Le diagnostic peut également se faire en laboratoire par recherche et dosage de l’éthylène-glycol ou de l’acide glycolique, son principal métabolite, dans l’urine ou le sérum (souvent post-mortem). Il faut donc penser à conserver un échantillon pendant la phase clinique.
Pronostic
Il est à réserver, et est même très mauvais chez les animaux âgés.
Plus le traitement est mis en place tardivement, plus le pronostic est sombre.
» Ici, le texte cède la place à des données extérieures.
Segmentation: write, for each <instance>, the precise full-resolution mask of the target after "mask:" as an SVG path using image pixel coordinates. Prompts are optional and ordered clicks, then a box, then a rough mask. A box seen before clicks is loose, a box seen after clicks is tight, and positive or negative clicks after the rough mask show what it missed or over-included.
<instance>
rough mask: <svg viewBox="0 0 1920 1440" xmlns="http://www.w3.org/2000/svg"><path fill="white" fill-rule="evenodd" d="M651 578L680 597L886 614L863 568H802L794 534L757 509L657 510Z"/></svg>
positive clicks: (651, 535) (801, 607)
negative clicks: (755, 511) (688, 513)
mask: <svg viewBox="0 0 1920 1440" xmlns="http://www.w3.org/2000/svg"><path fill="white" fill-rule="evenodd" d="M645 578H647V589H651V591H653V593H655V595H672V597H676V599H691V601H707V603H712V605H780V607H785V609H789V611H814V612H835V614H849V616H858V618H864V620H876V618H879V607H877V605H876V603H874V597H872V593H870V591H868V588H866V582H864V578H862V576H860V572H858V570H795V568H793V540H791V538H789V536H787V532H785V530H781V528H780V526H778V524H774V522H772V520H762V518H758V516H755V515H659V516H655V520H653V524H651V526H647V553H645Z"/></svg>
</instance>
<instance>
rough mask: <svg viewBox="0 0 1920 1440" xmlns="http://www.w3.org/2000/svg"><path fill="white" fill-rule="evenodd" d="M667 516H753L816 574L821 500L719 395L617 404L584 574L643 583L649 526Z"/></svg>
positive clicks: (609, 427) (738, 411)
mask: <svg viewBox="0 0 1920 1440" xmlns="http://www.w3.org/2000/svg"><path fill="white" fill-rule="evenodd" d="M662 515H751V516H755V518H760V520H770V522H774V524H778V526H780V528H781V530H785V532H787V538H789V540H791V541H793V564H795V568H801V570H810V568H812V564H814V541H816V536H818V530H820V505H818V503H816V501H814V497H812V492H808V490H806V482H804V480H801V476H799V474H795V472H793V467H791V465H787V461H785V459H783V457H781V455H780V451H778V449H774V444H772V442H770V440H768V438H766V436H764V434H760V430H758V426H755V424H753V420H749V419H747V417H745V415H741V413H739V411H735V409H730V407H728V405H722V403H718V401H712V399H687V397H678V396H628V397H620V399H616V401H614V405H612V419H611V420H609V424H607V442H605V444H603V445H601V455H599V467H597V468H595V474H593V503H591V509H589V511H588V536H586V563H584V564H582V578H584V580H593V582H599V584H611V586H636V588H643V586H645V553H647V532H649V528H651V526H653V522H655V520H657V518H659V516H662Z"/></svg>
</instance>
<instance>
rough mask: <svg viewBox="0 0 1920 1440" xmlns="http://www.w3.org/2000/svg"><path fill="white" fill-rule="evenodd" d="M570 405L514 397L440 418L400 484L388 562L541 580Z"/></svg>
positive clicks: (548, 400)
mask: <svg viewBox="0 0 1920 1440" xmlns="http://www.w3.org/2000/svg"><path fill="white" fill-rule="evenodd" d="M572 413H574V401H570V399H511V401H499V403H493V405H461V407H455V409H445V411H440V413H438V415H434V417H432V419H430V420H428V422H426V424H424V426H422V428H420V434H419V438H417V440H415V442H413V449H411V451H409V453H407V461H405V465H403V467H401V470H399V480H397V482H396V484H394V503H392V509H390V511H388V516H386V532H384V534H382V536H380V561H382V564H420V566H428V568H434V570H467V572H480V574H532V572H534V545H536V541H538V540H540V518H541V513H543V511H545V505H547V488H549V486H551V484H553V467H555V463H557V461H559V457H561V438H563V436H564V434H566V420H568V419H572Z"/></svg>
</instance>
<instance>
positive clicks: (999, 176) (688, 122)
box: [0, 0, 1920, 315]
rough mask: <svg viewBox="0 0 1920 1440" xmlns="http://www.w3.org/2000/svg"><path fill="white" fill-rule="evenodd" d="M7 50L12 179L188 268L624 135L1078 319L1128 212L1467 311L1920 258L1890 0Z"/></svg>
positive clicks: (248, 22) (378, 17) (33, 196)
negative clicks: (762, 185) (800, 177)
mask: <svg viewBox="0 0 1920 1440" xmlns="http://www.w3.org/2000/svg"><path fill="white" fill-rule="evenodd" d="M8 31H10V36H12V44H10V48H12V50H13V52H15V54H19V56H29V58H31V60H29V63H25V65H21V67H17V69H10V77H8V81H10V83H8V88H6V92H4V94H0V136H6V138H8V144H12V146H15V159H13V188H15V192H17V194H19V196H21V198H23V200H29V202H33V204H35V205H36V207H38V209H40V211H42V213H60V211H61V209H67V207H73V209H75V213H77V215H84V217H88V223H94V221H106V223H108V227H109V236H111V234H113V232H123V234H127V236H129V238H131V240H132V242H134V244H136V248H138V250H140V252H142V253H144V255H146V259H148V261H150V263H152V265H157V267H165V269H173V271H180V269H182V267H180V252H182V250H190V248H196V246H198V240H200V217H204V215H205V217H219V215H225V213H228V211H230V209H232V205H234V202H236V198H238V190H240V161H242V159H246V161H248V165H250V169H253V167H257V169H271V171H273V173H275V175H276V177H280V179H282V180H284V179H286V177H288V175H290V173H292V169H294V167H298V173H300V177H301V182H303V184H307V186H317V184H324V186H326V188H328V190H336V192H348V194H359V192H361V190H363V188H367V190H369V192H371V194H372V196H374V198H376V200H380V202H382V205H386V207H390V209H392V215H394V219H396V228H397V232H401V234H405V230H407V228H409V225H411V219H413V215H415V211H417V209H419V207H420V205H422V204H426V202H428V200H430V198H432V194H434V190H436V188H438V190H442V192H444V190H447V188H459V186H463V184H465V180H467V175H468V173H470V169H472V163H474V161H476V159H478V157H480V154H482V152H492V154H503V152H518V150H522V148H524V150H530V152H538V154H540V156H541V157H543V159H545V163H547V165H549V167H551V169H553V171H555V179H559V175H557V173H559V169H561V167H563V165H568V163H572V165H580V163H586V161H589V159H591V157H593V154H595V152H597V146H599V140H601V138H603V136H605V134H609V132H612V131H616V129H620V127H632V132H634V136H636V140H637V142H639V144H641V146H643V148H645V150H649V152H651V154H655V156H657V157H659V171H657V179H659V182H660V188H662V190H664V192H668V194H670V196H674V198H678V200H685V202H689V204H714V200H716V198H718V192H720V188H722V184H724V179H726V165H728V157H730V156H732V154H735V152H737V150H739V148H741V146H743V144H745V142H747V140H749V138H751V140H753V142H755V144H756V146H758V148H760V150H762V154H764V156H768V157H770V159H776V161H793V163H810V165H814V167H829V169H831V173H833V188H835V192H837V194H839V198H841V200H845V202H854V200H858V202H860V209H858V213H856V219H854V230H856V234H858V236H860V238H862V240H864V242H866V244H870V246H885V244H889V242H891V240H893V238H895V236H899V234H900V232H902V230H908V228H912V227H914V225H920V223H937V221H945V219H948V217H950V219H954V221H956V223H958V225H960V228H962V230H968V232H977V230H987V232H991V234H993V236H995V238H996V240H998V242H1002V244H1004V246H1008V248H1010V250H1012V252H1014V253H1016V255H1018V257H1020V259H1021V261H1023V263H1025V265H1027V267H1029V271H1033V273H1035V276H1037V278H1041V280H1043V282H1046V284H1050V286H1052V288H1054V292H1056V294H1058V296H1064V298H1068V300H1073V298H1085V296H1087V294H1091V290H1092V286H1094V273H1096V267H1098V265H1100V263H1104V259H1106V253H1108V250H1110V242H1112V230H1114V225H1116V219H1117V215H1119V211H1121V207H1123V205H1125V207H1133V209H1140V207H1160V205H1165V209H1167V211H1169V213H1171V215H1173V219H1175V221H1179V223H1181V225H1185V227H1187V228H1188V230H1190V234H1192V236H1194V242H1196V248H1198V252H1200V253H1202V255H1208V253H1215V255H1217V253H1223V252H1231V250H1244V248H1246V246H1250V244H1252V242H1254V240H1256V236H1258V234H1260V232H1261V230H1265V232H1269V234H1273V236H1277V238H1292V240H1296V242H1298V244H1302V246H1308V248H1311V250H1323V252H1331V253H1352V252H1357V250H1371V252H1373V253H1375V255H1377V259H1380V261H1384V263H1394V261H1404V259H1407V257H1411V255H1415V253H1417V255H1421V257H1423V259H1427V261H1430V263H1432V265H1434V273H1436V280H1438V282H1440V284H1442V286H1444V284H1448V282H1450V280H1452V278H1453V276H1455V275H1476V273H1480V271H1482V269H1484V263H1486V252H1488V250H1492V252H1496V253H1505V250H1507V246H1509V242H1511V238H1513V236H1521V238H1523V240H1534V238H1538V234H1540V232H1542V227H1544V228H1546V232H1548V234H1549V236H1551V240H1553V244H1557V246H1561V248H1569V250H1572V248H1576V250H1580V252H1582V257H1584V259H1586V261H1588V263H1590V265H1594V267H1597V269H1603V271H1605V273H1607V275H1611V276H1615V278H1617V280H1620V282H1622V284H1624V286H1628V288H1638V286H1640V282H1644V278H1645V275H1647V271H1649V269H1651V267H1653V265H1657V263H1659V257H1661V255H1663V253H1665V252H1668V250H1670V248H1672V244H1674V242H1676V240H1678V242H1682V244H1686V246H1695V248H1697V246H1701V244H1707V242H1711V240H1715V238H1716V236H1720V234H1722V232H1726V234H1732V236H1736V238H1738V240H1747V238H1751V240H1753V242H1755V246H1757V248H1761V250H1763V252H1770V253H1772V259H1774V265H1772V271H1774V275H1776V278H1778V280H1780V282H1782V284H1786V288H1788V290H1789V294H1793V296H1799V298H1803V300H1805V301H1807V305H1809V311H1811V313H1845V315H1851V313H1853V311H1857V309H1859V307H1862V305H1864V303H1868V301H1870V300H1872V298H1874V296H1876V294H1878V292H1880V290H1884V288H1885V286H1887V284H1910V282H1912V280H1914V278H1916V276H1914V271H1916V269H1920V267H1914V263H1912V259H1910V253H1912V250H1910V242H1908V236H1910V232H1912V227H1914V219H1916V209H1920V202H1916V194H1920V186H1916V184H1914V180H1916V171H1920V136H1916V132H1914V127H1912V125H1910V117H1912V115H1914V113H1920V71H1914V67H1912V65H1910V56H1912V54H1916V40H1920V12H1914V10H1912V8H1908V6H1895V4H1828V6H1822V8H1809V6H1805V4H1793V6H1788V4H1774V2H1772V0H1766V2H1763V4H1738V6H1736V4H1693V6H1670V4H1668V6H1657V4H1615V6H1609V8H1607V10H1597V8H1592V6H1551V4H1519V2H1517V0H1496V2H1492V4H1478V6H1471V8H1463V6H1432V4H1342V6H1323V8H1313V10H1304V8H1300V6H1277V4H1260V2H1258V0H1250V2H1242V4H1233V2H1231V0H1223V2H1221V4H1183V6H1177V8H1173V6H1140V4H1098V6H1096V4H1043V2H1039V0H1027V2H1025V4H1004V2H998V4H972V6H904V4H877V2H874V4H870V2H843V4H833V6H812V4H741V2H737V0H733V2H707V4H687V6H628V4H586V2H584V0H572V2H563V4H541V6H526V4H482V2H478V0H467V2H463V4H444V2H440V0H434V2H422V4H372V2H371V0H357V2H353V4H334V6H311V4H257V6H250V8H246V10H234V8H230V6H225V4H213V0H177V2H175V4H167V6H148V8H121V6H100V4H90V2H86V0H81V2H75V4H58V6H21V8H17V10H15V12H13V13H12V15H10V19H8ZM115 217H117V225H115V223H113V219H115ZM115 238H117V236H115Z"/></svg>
Si on observe une amélioration après 10 à 15 heures de traitement, le pronostic est plus favorable.
Traitement
Traitement éliminatoire :
  • faire vomir si les symptômes ne sont pas encore déclarés
  • les adsorbants sont peu efficaces
Traitement symptomatique :
  • perfusion de bicarbonate pour corriger l’acidose et favoriser l’élimination de l’antigel. Si on ne connaît pas les paramètres biochimiques, on peut utiliser 0,5-1 mmol/kg en IV lente sur 30 minutes, sinon on corrige le déficit en bicarbonates en fonction des paramètres obtenus.
  • bien hydrater l’animal : la déshydratation favorise le dépôt de cristaux
Traitement spécifique :
Il a pour but d’empêcher la formation de métabolites toxiques en saturant l’alcool-déshydrogénase qui a une affinité plus forte pour l’éthanol que pour l’éthylène-glycol :
  • éthanol en solution à 20% (préparé par le pharmacien) :
    • 5,5 mL/kg de la solution à 20% diluée dans du NaCl en IV toutes les 4 heures, cinq fois, puis toutes les 6 heures, quatre fois
    • OU dose d’attaque de 1,4 mL/kg de la solution à 20% diluée dans du NaCl en IV sur 30 minutes puis perfusion lente à 0,62 mL/kg/h pendant 48-56 heures
    • ce traitement est à mettre en place le plus rapidement possible : dans les 6 heures post-ingestion. Le but est de provoquer un coma éthylique qui est obtenu avec une faible dose d’éthanol car le chien a peu d’alcool déshydrogénase, pour laquelle il n’y a pas d’induction enzymatique. Cependant, l’alccol provoque des désordres métaboliques (acidose et hypoglycémie), il faut donc alterner des perfusions d’éthanol, de glucose et de bicarbonates.
  • si le vétérinaire ne peut avoir de l’éthanol 20% et que l’intoxication est certaine, il est possible de faire boire de l’alccol au chien : 0,5-0,7 mL/kg/h d’un alcool titrant à 40% dilué
  • le 4-méthylpyrazole n’est pas disponible pour l’instant pour les vétérinaires
Analyses
L’éthylène-glycol peut être recherché et dosé dans le contenu gastrique ou le plasma.
Une concentration plasmatique en éthylène-glycol supérieure ou égale à 500 mg/mL est diagnostique d’une intoxication.
Dans l’urine, on peut également rechercher et doser l’éthylène-glycol mais aussi les cristaux d’oxalate qui peuvent être mis en évidence dans le rein à l’autopsie.
La recherche par chromatographie en phase gazeuse et spectrophotométrie de masse de l’acide glycolique est également réalisable sur un échantillon d’urine ou de sérum.